By 2018, the Post Office’s “stock phrases” of reassurance began to irk Chisholm. They “kept appearing in the briefings and I began to think that they were, you know, designed not to kind of really invite one in and to show the full reality.”
In May of that year, he demanded more information from the Post Office, who were reluctant to hand it over, claiming legal privilege, an almighty red flag for a shareholder.
Chisholm was so concerned that in October 2018 he convened a meeting with the Post Office General Counsel, Jane MacLeod (who has refused to be questioned by the Inquiry) to try to find out what was going on with the litigation. During the meeting, Chisholm said he told the Post Office “You’re in a hole, you’re still digging”. He told the Inquiry “I’m asking even at that time, ‘shouldn’t you be settling?’”
Helping Vennells fail upwards
Chisholm knew all in the Post Office garden was far from rosy, which makes it hard to square his actions when it came to rubber-stamping the Post Office CEO Paula Vennells’ CBE.
Although he was not asked about it during his evidence, Chisholm explains his involvement in the process in his witness statement. Six days after Chisholm’s October 2018 meeting with the Post Office, the BEIS Honours Secretariat told officials at UK Government Investments (UKGI) that Vennells had been nominated for a CBE. In response, UKGI highlighted the ongoing litigation but said they thought it “shouldn’t stop Paula’s nomination”. The issue went to Chisholm for his opinion.

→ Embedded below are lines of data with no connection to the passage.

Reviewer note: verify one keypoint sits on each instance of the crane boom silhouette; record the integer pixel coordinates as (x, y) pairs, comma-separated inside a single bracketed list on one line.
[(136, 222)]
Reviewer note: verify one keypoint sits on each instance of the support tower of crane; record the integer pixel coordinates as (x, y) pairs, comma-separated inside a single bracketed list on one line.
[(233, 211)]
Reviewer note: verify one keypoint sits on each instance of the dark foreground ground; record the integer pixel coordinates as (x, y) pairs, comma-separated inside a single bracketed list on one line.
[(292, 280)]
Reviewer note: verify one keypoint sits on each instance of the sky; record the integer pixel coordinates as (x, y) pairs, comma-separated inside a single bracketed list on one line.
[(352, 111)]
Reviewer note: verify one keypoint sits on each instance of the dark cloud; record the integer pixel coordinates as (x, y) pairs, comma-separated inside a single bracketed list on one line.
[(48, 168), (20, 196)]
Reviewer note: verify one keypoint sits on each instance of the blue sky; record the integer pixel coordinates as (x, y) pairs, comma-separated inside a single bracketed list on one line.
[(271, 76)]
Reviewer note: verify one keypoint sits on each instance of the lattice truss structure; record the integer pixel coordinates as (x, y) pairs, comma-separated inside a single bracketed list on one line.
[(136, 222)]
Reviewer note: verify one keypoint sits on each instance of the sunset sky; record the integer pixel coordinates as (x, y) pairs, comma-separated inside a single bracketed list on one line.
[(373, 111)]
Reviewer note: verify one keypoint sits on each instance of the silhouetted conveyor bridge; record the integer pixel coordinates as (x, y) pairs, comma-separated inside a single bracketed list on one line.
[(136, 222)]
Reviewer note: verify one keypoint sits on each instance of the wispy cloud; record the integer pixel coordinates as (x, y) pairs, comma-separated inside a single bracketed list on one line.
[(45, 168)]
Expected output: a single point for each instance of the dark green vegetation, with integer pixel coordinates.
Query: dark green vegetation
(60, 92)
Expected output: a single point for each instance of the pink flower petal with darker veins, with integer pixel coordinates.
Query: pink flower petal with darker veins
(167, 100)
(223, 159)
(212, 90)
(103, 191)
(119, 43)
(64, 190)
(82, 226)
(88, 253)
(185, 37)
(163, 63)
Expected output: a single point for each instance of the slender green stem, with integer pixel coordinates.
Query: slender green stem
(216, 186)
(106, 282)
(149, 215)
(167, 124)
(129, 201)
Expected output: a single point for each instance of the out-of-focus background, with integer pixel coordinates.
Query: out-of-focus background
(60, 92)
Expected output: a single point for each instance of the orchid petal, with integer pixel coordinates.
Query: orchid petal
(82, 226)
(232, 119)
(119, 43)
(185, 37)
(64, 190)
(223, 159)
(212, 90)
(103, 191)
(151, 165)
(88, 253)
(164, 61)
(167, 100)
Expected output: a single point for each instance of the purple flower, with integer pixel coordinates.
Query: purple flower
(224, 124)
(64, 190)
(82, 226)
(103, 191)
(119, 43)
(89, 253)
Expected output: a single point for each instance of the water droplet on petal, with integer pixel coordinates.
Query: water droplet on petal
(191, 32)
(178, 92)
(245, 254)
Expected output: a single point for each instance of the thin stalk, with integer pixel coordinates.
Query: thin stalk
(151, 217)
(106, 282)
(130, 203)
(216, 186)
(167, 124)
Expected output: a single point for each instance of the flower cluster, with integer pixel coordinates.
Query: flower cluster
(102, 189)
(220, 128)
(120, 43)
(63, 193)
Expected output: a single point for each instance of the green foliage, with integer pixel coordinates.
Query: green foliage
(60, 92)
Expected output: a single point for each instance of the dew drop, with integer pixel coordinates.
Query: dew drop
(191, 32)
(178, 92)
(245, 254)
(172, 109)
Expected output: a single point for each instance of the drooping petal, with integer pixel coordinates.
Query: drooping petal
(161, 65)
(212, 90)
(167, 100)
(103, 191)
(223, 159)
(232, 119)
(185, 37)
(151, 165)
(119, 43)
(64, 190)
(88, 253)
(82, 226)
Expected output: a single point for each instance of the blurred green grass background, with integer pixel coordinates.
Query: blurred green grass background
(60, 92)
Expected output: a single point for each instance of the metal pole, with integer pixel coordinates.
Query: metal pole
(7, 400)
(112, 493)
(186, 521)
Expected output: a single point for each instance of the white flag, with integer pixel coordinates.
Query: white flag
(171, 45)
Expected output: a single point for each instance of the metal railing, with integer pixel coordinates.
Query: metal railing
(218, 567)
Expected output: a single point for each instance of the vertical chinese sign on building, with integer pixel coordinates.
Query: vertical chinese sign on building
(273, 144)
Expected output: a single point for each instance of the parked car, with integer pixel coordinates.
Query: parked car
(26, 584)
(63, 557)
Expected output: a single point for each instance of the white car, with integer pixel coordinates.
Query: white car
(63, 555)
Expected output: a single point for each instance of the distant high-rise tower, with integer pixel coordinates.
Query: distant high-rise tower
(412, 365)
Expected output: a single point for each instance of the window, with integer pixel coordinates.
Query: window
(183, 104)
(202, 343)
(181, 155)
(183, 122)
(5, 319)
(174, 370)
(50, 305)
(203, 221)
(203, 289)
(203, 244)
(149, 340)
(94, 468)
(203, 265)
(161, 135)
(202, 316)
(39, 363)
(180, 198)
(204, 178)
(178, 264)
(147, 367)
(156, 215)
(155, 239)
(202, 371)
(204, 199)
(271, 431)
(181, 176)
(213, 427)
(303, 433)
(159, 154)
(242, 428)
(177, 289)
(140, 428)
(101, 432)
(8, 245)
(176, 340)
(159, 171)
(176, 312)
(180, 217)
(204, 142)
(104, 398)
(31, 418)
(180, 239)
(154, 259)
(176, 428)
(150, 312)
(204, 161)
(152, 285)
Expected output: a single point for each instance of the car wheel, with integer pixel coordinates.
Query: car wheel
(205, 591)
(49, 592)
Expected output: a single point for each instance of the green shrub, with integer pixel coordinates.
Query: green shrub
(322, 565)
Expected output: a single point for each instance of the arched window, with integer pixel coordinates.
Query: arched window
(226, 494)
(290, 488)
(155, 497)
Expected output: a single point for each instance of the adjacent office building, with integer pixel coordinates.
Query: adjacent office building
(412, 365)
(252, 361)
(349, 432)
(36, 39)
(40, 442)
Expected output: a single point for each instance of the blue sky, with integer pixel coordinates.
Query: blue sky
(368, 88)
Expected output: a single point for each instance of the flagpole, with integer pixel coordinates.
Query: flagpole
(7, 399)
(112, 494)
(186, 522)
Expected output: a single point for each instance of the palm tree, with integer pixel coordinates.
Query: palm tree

“Through my private secretary”, he writes, “I said that I was ‘content for the information in (UKGI’s) email below to be passed to the Cabinet Office’. I made the point that ‘the litigation relates to Post Office Limited contracts and systems going back to 1999 and that Paula Vennells has been CEO since 2011’. I accepted and agreed with the UKGI view that the nomination could proceed. My view, in October 2018, was that there were at that time insufficient reasons to withdraw the nomination. I understand that I was one of a number of people who confirmed the same. At that time, we were not aware of the deficiencies which came to light in the March 2019 Judgment, and subsequently.”
Throughout the cover-up period of the scandal (2013 to 2019), Post Office execs dissembled to a credulous board. Through them, incomplete information was fed via UKGI and directly to Chisholm and the BEIS ministers. Chisholm was onto this, and indicated the Post Office was heading towards legal disaster, yet he still saw these problems as “insufficient reasons” to oppose Vennells’ nomination. As Chief Executive, Vennells was directly responsible for pointing the Post Office ship towards oncoming iceberg and charging to meet it.
A clue as to how much Chisholm cared about the scandal, Subpostmasters and the fate of the Post Office might come from a private note (which surfaced during Greg Clark’s evidence) written in 2019 by the acting CEO of the Post Office, Al Cameron, to his successor Nick Read. Cameron writes: “Alex doesn’t want us to do anything that might damage his career prospects”.
Seen through that lens, a lot of things make sense.